Published:Saturday | August 4, 2018 | 12:00 AM
Heavy-duty vehicles from CHEC being used to help extinguish the fire at the Riverton City landfill last week.
Dr Zhimin Hu

Quick response from the Jamaica Defence Force (JDF) and China Harbour Engineering Company (CHEC) saved the National Solid Waste Management Authority (NSWMA) millions of dollars as it moved to put out the latest fire at the Riverton City Landfill.

The two entities rushed heavy duty equipment to the dump last Sunday after the fire started, allowing the NWSMA to hang on to the money that it would have had to find to pay private contractors for the use of their equipment.

"I cannot tell you how much money we saved this time around but I can tell you it was several million dollars," Audley Gordon, executive director of the NSWMA told The Sunday Gleaner.

In 2014 the NSWMA, with emergency funding from the Government, spent an estimated $128 million to extinguish a fire at the Riverton City facility and a further $235 million to put out another blaze in 2015.
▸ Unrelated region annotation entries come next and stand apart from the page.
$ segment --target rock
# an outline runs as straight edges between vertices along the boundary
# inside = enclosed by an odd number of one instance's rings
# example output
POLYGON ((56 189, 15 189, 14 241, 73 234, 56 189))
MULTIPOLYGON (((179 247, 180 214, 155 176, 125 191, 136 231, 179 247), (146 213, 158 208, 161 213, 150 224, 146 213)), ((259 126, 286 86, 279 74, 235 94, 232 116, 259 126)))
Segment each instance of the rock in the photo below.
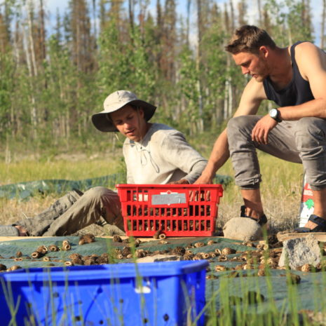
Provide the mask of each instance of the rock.
POLYGON ((245 217, 233 217, 223 228, 224 238, 229 239, 254 241, 262 238, 260 225, 255 221, 245 217))
POLYGON ((312 234, 284 241, 278 266, 285 266, 287 259, 291 269, 296 269, 305 264, 315 266, 321 260, 318 241, 312 234))
POLYGON ((156 254, 155 256, 147 256, 143 258, 138 258, 137 263, 153 263, 155 262, 170 262, 182 260, 180 256, 175 254, 156 254))

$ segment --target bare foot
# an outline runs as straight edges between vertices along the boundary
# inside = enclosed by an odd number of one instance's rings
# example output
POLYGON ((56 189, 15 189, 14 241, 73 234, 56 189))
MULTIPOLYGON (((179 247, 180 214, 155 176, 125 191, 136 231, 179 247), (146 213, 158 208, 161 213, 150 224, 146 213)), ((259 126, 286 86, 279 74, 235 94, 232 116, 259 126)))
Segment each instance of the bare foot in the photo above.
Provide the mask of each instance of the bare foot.
POLYGON ((15 225, 15 227, 18 230, 19 236, 28 236, 28 231, 26 229, 20 225, 15 225))

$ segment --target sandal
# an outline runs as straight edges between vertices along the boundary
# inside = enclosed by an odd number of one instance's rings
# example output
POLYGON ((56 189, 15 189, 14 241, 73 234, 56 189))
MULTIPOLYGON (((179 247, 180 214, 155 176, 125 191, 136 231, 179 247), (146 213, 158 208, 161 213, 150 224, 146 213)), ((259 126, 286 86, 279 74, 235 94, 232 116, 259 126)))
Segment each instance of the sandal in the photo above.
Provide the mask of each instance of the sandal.
MULTIPOLYGON (((256 221, 261 226, 263 226, 267 223, 267 217, 266 217, 265 215, 263 216, 261 216, 258 219, 254 219, 254 217, 252 217, 251 216, 247 216, 245 214, 245 206, 243 205, 241 206, 241 210, 240 213, 240 217, 246 217, 247 219, 253 219, 254 221, 256 221)), ((326 222, 326 221, 325 221, 326 222)))
POLYGON ((307 233, 307 232, 326 232, 326 219, 322 219, 319 216, 312 214, 310 215, 308 221, 315 223, 317 226, 313 229, 301 227, 294 229, 294 232, 307 233))

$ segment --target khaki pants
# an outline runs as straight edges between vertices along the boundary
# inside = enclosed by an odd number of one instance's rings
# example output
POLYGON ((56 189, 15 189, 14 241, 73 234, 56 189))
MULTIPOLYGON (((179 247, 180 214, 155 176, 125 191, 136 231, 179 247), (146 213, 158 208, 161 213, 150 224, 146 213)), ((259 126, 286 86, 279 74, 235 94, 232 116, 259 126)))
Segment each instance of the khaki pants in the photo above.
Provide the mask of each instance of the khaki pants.
POLYGON ((118 194, 107 188, 96 186, 83 196, 70 191, 36 217, 15 224, 25 227, 31 236, 65 236, 103 218, 108 224, 123 230, 118 194))

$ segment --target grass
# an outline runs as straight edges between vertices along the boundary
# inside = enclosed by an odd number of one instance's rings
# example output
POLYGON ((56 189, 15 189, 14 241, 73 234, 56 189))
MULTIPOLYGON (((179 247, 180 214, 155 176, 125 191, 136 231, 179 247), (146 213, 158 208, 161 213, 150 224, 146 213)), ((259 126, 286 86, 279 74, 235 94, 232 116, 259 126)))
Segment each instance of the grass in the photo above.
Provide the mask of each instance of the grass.
MULTIPOLYGON (((259 156, 263 176, 261 186, 263 204, 271 226, 277 229, 292 228, 297 222, 299 215, 302 165, 264 153, 259 153, 259 156)), ((87 158, 79 155, 64 158, 60 157, 43 161, 25 160, 11 163, 0 162, 1 184, 46 179, 83 179, 116 173, 124 169, 121 153, 105 157, 87 158)), ((218 173, 233 176, 230 160, 218 173)), ((0 223, 8 224, 32 217, 47 208, 57 196, 55 193, 40 195, 22 202, 0 199, 0 223)), ((218 226, 222 226, 230 218, 238 216, 241 205, 243 201, 238 188, 231 182, 221 198, 218 226)))

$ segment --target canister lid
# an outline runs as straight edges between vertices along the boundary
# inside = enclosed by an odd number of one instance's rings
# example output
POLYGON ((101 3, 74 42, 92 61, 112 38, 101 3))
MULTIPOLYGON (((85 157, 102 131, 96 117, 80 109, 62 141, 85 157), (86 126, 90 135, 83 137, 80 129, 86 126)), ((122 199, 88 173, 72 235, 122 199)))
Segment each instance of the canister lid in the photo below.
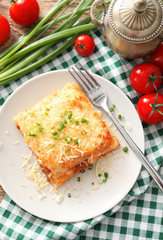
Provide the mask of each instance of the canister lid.
POLYGON ((130 42, 148 42, 163 34, 161 0, 112 0, 108 18, 113 31, 130 42))

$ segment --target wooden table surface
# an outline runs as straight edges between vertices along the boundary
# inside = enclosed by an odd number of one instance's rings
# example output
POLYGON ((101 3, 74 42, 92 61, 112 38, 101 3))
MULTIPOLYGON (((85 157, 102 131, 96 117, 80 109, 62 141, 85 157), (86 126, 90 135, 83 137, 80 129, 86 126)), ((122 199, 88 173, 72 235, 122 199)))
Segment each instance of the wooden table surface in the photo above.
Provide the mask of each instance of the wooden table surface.
MULTIPOLYGON (((57 0, 37 0, 40 6, 39 19, 41 19, 45 14, 50 10, 50 8, 57 2, 57 0)), ((74 9, 74 6, 79 3, 80 0, 75 2, 73 7, 69 7, 67 12, 71 12, 74 9)), ((22 34, 28 31, 29 27, 23 27, 13 22, 9 15, 10 1, 9 0, 0 0, 0 14, 7 18, 10 23, 11 33, 9 40, 2 46, 0 46, 0 52, 10 46, 15 40, 17 40, 22 34)), ((65 12, 66 13, 66 12, 65 12)), ((7 174, 7 173, 6 173, 7 174)), ((0 186, 0 202, 5 196, 5 191, 0 186)))

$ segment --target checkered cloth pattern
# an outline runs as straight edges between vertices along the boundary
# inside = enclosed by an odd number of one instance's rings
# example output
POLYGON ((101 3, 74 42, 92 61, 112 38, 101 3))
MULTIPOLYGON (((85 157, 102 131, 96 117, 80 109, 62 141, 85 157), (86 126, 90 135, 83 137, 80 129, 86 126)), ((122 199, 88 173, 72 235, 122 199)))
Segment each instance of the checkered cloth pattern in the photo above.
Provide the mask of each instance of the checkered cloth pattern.
MULTIPOLYGON (((73 47, 56 59, 10 84, 0 87, 0 105, 24 82, 32 77, 67 69, 80 61, 89 71, 101 75, 117 85, 136 105, 140 97, 129 84, 130 71, 143 59, 128 60, 112 52, 100 30, 90 35, 95 41, 95 52, 81 57, 73 47)), ((52 51, 52 49, 50 50, 52 51)), ((160 89, 162 92, 163 87, 160 89)), ((163 159, 163 123, 143 123, 145 154, 153 166, 163 175, 160 167, 163 159)), ((8 195, 0 205, 1 240, 48 239, 163 239, 163 194, 142 167, 140 175, 127 196, 110 211, 84 222, 59 223, 39 219, 21 209, 8 195)))

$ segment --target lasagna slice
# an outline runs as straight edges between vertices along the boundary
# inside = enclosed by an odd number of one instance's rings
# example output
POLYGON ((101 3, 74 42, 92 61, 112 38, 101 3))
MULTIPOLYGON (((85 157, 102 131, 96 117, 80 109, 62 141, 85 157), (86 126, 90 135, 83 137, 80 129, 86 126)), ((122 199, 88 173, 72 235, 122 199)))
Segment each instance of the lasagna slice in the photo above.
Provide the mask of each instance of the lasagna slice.
POLYGON ((18 113, 14 122, 56 188, 119 146, 75 83, 18 113))

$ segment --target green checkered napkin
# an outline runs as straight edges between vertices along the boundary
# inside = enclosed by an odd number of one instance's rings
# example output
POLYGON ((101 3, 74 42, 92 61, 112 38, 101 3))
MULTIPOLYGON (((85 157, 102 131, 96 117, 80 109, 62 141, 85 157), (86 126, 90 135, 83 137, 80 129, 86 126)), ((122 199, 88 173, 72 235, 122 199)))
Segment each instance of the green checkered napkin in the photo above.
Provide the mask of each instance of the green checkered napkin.
MULTIPOLYGON (((67 69, 74 63, 78 61, 83 64, 86 69, 89 69, 91 72, 99 74, 104 78, 112 81, 115 85, 117 85, 133 102, 136 104, 138 100, 138 95, 133 91, 131 88, 128 77, 129 73, 134 66, 138 63, 143 62, 142 59, 137 60, 127 60, 120 58, 117 54, 112 52, 110 48, 106 46, 106 43, 102 37, 102 33, 100 30, 91 31, 91 35, 95 40, 95 52, 89 57, 81 57, 79 56, 74 48, 69 48, 63 54, 59 55, 57 59, 49 62, 48 64, 44 65, 43 67, 37 69, 36 71, 28 74, 17 81, 14 81, 10 84, 0 87, 0 104, 2 105, 8 96, 22 83, 28 81, 32 77, 58 69, 67 69)), ((52 49, 51 49, 52 50, 52 49)), ((163 90, 163 89, 162 89, 163 90)), ((158 170, 160 164, 162 162, 163 156, 163 125, 147 125, 143 123, 144 133, 145 133, 145 154, 148 156, 148 159, 154 165, 154 167, 158 170)), ((110 211, 84 222, 78 222, 73 224, 65 224, 65 223, 56 223, 50 222, 43 219, 39 219, 30 213, 21 209, 15 202, 13 202, 8 195, 5 196, 4 200, 0 206, 0 239, 8 240, 8 239, 23 239, 23 240, 46 240, 46 239, 84 239, 86 237, 86 231, 88 233, 92 233, 93 239, 100 239, 99 233, 102 232, 104 237, 101 239, 113 239, 106 236, 113 236, 113 232, 115 228, 107 228, 106 225, 108 224, 109 219, 113 219, 118 215, 118 219, 121 222, 129 220, 130 212, 130 202, 136 202, 136 198, 144 193, 149 184, 151 182, 151 177, 147 173, 147 171, 142 168, 140 175, 133 186, 132 190, 127 194, 127 196, 113 209, 110 211), (128 208, 126 210, 125 208, 128 208), (125 212, 126 211, 126 212, 125 212), (128 211, 128 212, 127 212, 128 211), (123 214, 124 213, 124 214, 123 214), (105 230, 104 230, 105 229, 105 230), (112 229, 112 230, 111 230, 112 229), (112 235, 107 235, 109 232, 112 231, 112 235), (98 233, 97 233, 98 232, 98 233), (81 236, 81 237, 79 237, 81 236), (85 237, 84 237, 85 236, 85 237), (98 237, 97 237, 98 236, 98 237)), ((152 182, 153 184, 153 182, 152 182)), ((150 187, 151 188, 151 187, 150 187)), ((153 188, 152 188, 153 189, 153 188)), ((155 191, 157 190, 159 193, 158 188, 155 186, 155 191)), ((149 189, 147 190, 149 191, 149 189)), ((145 193, 146 194, 146 193, 145 193)), ((154 194, 154 193, 151 193, 154 194)), ((156 196, 157 194, 154 194, 156 196)), ((151 195, 152 196, 152 195, 151 195)), ((157 197, 161 198, 159 194, 157 197)), ((159 201, 160 201, 159 198, 159 201)), ((157 202, 157 199, 155 199, 157 202)), ((135 205, 136 207, 136 205, 135 205)), ((151 206, 148 206, 150 209, 151 206)), ((141 213, 138 214, 140 218, 141 213)), ((137 223, 141 222, 142 219, 138 221, 134 218, 137 216, 136 211, 134 212, 134 216, 132 216, 132 220, 137 223), (135 220, 134 220, 135 219, 135 220)), ((116 219, 116 218, 115 218, 116 219)), ((111 225, 110 225, 111 226, 111 225)), ((136 225, 135 225, 136 226, 136 225)), ((124 234, 127 234, 127 228, 125 224, 123 225, 124 234)), ((122 231, 122 228, 120 229, 122 231)), ((163 230, 163 229, 162 229, 163 230)), ((120 232, 119 232, 120 234, 120 232)), ((136 234, 129 234, 130 236, 138 236, 136 234)), ((88 239, 91 236, 88 235, 88 239)), ((115 239, 119 238, 120 235, 116 235, 115 239)), ((127 236, 127 235, 123 235, 127 236)), ((160 235, 161 236, 161 235, 160 235)), ((128 238, 124 237, 122 239, 137 239, 137 238, 128 238)), ((163 237, 163 236, 162 236, 163 237)), ((143 238, 142 238, 143 239, 143 238)), ((147 239, 147 238, 144 238, 147 239)), ((163 238, 162 238, 163 239, 163 238)))

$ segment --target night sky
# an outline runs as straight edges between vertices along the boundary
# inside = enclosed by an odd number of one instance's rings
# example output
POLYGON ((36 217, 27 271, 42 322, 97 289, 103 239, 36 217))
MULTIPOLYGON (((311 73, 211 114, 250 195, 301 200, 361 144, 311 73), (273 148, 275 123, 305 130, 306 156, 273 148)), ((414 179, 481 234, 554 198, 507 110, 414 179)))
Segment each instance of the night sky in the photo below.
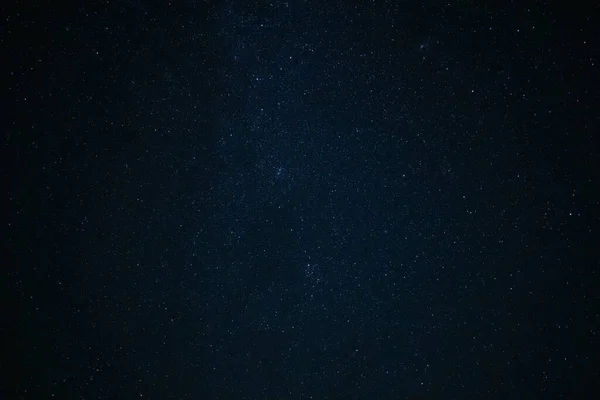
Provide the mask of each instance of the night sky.
POLYGON ((598 7, 55 3, 0 12, 0 398, 597 398, 598 7))

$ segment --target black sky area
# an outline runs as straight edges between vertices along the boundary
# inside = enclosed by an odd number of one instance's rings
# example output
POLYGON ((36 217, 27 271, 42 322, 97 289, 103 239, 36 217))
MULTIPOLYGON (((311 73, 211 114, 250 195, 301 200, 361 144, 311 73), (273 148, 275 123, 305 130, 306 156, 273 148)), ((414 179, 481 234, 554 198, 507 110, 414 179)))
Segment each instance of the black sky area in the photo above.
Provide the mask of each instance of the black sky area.
POLYGON ((495 3, 3 3, 0 398, 598 398, 600 9, 495 3))

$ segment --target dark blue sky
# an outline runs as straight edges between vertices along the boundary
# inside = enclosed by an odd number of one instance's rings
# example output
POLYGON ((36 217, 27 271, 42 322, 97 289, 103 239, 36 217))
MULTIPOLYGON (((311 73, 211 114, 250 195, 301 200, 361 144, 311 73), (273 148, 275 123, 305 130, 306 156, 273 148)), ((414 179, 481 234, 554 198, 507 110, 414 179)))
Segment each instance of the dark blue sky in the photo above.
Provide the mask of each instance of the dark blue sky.
POLYGON ((597 393, 597 8, 64 4, 3 13, 3 396, 597 393))

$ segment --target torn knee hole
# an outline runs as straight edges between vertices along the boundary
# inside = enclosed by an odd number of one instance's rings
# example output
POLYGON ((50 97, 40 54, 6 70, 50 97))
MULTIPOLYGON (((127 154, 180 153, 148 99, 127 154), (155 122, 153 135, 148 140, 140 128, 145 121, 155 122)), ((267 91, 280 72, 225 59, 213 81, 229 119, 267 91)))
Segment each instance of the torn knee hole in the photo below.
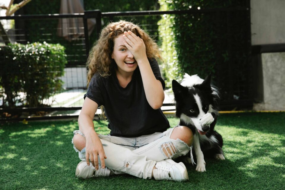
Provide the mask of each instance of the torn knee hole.
POLYGON ((128 168, 130 168, 132 166, 133 164, 130 164, 128 162, 125 161, 124 162, 124 167, 128 168))
POLYGON ((166 142, 161 145, 161 149, 168 158, 171 158, 178 150, 172 142, 166 142))

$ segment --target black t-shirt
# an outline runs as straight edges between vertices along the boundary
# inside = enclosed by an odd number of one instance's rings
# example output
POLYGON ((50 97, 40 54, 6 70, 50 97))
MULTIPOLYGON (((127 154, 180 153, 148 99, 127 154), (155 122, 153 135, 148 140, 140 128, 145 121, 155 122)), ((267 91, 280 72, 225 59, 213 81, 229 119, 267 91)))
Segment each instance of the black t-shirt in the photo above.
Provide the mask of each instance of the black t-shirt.
MULTIPOLYGON (((164 89, 165 83, 157 61, 155 59, 149 61, 154 76, 164 89)), ((161 110, 154 110, 148 104, 138 67, 125 88, 120 85, 115 71, 112 71, 106 77, 95 74, 84 96, 99 106, 104 106, 111 135, 138 137, 162 132, 170 127, 161 110)))

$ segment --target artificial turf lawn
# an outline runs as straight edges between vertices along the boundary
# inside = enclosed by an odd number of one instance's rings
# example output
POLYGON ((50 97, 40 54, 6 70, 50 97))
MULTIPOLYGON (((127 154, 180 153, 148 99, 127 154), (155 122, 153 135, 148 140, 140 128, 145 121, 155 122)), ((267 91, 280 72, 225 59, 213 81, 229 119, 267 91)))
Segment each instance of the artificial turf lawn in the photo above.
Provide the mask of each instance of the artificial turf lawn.
MULTIPOLYGON (((171 125, 178 120, 169 118, 171 125)), ((94 122, 107 134, 106 123, 94 122)), ((128 175, 80 180, 71 143, 75 121, 0 124, 1 189, 284 189, 285 113, 221 114, 226 160, 206 158, 207 171, 191 166, 189 181, 144 180, 128 175)))

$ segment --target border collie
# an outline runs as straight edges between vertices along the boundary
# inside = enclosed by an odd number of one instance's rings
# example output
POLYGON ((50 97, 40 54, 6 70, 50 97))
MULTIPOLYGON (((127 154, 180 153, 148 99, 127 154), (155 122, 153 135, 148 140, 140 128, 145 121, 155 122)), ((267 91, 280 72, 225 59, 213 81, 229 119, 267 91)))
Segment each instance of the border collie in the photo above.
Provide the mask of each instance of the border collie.
MULTIPOLYGON (((194 149, 191 150, 191 160, 192 164, 195 163, 193 153, 197 159, 196 170, 199 172, 206 171, 204 156, 225 159, 223 139, 214 130, 220 98, 217 89, 210 83, 210 75, 204 80, 197 75, 190 76, 186 74, 181 84, 172 81, 176 116, 180 119, 179 125, 187 126, 193 132, 194 149)), ((189 158, 181 159, 191 163, 189 158)))

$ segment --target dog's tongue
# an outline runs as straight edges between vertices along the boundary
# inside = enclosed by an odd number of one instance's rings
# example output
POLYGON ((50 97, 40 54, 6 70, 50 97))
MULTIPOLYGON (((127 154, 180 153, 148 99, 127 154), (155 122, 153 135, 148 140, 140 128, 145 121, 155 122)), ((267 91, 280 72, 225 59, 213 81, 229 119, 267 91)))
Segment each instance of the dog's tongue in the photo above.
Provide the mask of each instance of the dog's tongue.
POLYGON ((201 131, 198 129, 197 129, 197 130, 198 130, 198 132, 199 132, 199 133, 202 135, 203 134, 206 134, 207 133, 207 131, 206 131, 206 132, 204 132, 204 131, 201 131))

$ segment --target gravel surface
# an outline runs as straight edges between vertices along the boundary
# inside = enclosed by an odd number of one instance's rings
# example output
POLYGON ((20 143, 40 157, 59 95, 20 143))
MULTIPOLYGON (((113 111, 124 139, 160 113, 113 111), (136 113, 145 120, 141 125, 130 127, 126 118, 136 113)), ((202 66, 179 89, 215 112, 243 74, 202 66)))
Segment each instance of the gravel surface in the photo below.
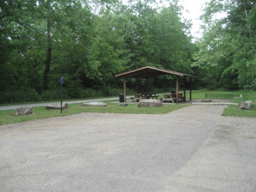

This time around the expenditure has been much less and Gordon said this is the model to be used by the NSWMA going forward, particularly against the background that it appears the fires at the island's dumps are being deliberately set by persons seeking to profit from putting them out.

"I have to say thanks to the JDF and CHEC for their quick assistance and a special thanks to the men who drove the heavy duty equipment and the fire fighters who were on the ground.

"We know that the way we operate our landfills there could be fires at times but we are working to reduce the possibility of this happening and we have systems in place to address the fires quickly in the unfortunate cases where they happen," said Gordon.

The NSWMA boss also thanked the chairman of its board Dennis Chung and Local Government Minister Desmond McKenzie, for what he described as their leadership and support at a difficult period when four of the island's dumps were on fire, with at least two strongly believed to have been deliberately lit.

For its part, CHEC told The Sunday Gleaner that it had no reservation in coming to the help of the NSWMA.

"Once we received word of the fire at the Riverton City dump we knew we had to assist to bring it under control because people's lives were at5 stake," said Dr Zhimin Hu, vice-president of China Harbour.

"Jamaica is one of our homes away from home and we do not want anything bad to happen to our home. As part of our corporate social responsibility we are willing to respond to anything that put the well being of the people and the environment at risk," Hu added.

She said that CHEC is committed to enhancing the standard of living of Jamaicans and has been quietly participating in other areas including improving the facilities at schools close to its construction sites, the annual coastal clean-up day and back-to school programmes.

"These are just some of the ways that CHEC has been making our footsteps in the lives of Jamaicans and rest assured we will continue to contribute in any way we can," said Hu.